I was a bit of young political geek, and the first "warning sign" that I would become the black sheep of the family was at the 1968 county Republican picnic. Rockefeller was running against Nixon. I sat down with literature from both campaigns and read it all. I announced to my mother that I did not like that Nixon guy and that Rockefeller seemed much better. I had my "Rocky Can Win" and "Rockefeller in '68" buttons on. My mother's reaction was somewhere between amusement and nervousness. I recall that she told me that Rockefeller was "not really a Republican" and that we didn't support him, but I steadfastly kept my buttons on.
Years later she recalled that event, and said that it was an early warning sign that my philosophy was going to turn out vastly different from that of my parents.
For years, even before I could vote, I considered myself a moderate Republican. I was socially moderate, environmentally concerned, and fiscally conservative. A supporter of Jerry Ford (the home town boy). I was thrilled when Rocky became VP. I was 18 during the 1976 convention and election, and was crushed when Carter won.
I was a volunteer at the GOP convention in Kansas City, and I recall arguing with a young Reaganite. She said that she would have to support Ford if he were the nominee but would do so grudgingly. I, on the other hand, said I would not support Reagan as I considered his stands to be further from mine than Carter's. She was naturally very angry with me, and I guess I appeared to be the dreaded RINO. When I made that statement I began to wonder where I really fit in.
I won't go into my rather rapid abandonment of the GOP after that. Suffice it to say that by the next major election I voted for few, if any Republicans.
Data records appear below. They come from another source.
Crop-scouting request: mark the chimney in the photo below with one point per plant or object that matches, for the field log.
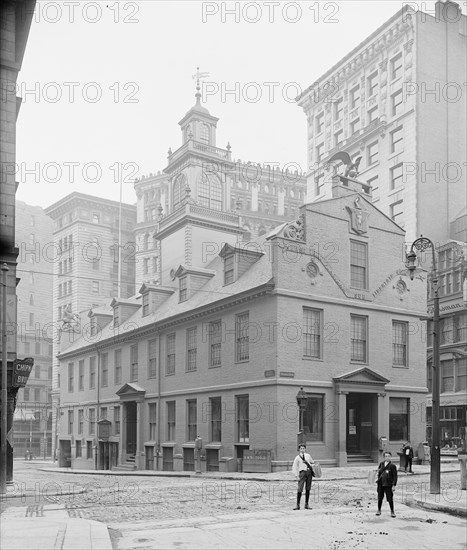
(343, 186)
(447, 11)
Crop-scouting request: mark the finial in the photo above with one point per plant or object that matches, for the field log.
(199, 76)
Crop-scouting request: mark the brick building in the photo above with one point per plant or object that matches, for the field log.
(452, 273)
(397, 100)
(263, 195)
(86, 264)
(221, 351)
(33, 417)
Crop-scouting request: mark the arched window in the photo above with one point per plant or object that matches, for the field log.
(204, 134)
(210, 191)
(178, 188)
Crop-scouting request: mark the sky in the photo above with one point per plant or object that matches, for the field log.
(104, 84)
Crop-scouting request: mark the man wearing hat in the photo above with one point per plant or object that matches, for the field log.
(303, 471)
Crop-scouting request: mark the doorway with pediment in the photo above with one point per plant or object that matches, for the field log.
(361, 405)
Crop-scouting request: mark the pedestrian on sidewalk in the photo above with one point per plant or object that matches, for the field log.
(387, 481)
(303, 471)
(408, 455)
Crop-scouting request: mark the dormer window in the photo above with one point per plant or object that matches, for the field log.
(204, 137)
(183, 288)
(229, 269)
(145, 304)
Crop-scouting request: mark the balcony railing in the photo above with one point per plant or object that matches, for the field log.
(204, 148)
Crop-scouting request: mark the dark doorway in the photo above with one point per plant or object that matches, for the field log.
(361, 423)
(131, 426)
(65, 454)
(353, 422)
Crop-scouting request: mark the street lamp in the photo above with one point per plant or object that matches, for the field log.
(302, 400)
(4, 424)
(421, 244)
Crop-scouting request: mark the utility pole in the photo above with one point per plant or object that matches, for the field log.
(4, 457)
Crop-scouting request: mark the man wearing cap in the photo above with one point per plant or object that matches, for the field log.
(303, 471)
(387, 481)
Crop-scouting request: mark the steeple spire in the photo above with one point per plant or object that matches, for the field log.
(199, 76)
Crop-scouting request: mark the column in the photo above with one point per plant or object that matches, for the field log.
(383, 420)
(342, 428)
(123, 424)
(140, 454)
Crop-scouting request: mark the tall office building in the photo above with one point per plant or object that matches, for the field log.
(15, 22)
(33, 416)
(398, 100)
(86, 265)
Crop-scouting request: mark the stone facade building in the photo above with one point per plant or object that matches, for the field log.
(33, 417)
(221, 350)
(398, 102)
(86, 265)
(15, 22)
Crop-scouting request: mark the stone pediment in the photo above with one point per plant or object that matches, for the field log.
(130, 389)
(363, 376)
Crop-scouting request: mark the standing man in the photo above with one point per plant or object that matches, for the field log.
(303, 471)
(408, 455)
(387, 481)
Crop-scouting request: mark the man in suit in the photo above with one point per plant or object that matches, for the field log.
(408, 455)
(387, 481)
(302, 469)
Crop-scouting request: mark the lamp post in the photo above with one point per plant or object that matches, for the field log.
(302, 399)
(421, 244)
(4, 425)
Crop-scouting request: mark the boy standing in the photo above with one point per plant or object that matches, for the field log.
(387, 481)
(302, 469)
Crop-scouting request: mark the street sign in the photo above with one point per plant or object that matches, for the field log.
(21, 370)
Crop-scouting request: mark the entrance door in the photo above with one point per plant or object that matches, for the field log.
(353, 423)
(131, 425)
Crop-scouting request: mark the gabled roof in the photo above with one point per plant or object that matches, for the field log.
(156, 288)
(184, 270)
(126, 301)
(320, 206)
(130, 388)
(363, 375)
(229, 249)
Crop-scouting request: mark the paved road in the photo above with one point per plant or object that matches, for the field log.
(164, 512)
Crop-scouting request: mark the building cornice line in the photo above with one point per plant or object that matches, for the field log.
(179, 318)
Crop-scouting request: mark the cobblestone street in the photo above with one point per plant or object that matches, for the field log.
(139, 511)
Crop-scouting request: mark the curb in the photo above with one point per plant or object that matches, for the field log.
(451, 510)
(79, 491)
(147, 473)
I had also gone to college and come out as gay, and my entire world was very different.
What makes me so sad, and nervous about our political environment, is that fact that my initial political home exists only in the history books - the moderate northeastern and midwestern Republicans have vanished like a mirage. We hear people mention from time to time that the venerated Reagan would be too liberal for today's Republican Party. Similarly, Jerry Ford who is so widely respected in my native West Michigan would not stand a chance of being elected there today. It's really sad, and certainly one of the major reasons for the gridlock in DC.